The State of New York earned another victory in court this week, which in turn is a win for snowmobilers and the communities they support in the Adirondacks.

On Thursday, the Appellate Division of state Supreme Court supported the state Department of Environmental Conservation in a lawsuit filed by environmental groups as a result of state plans for land use around the Essex Chain of Lakes.

According to the Albany Times Union, the state’s plan calls for 22 miles of snowmobile trails between Indian Lake and Newcomb.
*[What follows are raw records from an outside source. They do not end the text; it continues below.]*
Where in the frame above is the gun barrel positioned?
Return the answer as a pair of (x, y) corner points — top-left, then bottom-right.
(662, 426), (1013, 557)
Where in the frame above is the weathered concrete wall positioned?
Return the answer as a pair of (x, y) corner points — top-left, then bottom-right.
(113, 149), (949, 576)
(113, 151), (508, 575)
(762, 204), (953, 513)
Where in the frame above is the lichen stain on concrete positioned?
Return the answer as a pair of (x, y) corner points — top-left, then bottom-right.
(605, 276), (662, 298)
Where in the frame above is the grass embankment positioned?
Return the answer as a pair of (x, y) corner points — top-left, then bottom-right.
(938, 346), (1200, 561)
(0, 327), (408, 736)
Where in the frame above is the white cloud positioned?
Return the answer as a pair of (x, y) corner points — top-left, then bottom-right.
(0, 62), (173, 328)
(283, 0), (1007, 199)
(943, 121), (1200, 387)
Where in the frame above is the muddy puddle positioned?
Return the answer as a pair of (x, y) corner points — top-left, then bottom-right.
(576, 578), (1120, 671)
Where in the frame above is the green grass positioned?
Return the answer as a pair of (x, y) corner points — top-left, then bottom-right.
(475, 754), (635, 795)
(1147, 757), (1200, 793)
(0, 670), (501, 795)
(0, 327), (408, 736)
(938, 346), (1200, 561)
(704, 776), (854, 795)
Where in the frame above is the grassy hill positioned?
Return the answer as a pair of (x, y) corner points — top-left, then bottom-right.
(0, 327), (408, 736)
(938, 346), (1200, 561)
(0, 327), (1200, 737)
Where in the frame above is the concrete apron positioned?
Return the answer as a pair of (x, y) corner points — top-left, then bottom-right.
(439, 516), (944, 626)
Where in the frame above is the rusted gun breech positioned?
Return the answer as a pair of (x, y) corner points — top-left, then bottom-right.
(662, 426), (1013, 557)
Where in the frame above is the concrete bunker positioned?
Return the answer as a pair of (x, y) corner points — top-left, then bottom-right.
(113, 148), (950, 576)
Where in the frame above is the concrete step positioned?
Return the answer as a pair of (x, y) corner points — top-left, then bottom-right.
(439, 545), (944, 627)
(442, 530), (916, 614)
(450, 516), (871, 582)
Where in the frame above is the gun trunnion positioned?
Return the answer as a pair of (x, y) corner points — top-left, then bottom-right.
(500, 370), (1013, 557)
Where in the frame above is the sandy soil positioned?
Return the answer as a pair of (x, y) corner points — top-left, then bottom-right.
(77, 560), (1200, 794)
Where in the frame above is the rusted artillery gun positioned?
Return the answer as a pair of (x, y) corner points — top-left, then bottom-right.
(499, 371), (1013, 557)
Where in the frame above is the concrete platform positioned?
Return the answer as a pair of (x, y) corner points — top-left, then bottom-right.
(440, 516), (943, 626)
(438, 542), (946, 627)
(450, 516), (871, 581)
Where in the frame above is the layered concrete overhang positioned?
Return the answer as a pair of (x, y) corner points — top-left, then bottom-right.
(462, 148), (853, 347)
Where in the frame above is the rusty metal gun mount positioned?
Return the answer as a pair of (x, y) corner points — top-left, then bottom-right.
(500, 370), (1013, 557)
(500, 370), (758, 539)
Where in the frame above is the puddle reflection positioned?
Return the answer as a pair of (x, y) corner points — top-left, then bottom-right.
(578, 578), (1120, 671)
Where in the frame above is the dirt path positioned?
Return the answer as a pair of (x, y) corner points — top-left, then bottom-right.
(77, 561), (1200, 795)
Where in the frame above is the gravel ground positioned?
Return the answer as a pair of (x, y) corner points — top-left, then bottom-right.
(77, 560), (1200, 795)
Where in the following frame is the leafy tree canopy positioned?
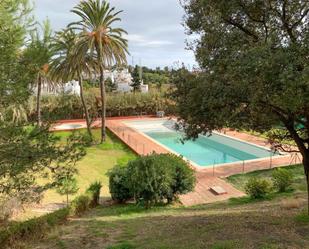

It would also construct a new snowmobile bridge over Cedar River, and allow snowmobile use of a former Finch logging bridge (Polaris Bridge) on the upper Hudson River.

Work has not yet begun due to the lawsuit filed two years ago by Protect the Adirondacks and Adirondack Wild – which argued against the legality of expanding motorized uses in the state’s Adirondacks Forest Preserve, and claims the plans for the trails violate the Forever Wild clause of the state’s constitution aimed at protecting the preserve.

The executive director of the Adirondack Park Local Government Review Board, Fred Monroe, has said that there is local support for the snowmobile plan.

However, Peter Bauer, executive director of Protect the Adirondacks, said the ruling still allows opponents to “live to fight another day.”

Part of the ruling included a dissenting opinion on whether the snowmobile plan violates the state Wild, Scenic and Recreational Rivers System Act adopted in 1972, as well as, the park’s State Land Master Plan. The dissenting opinion now allows for an appeal in the Court of Appeals.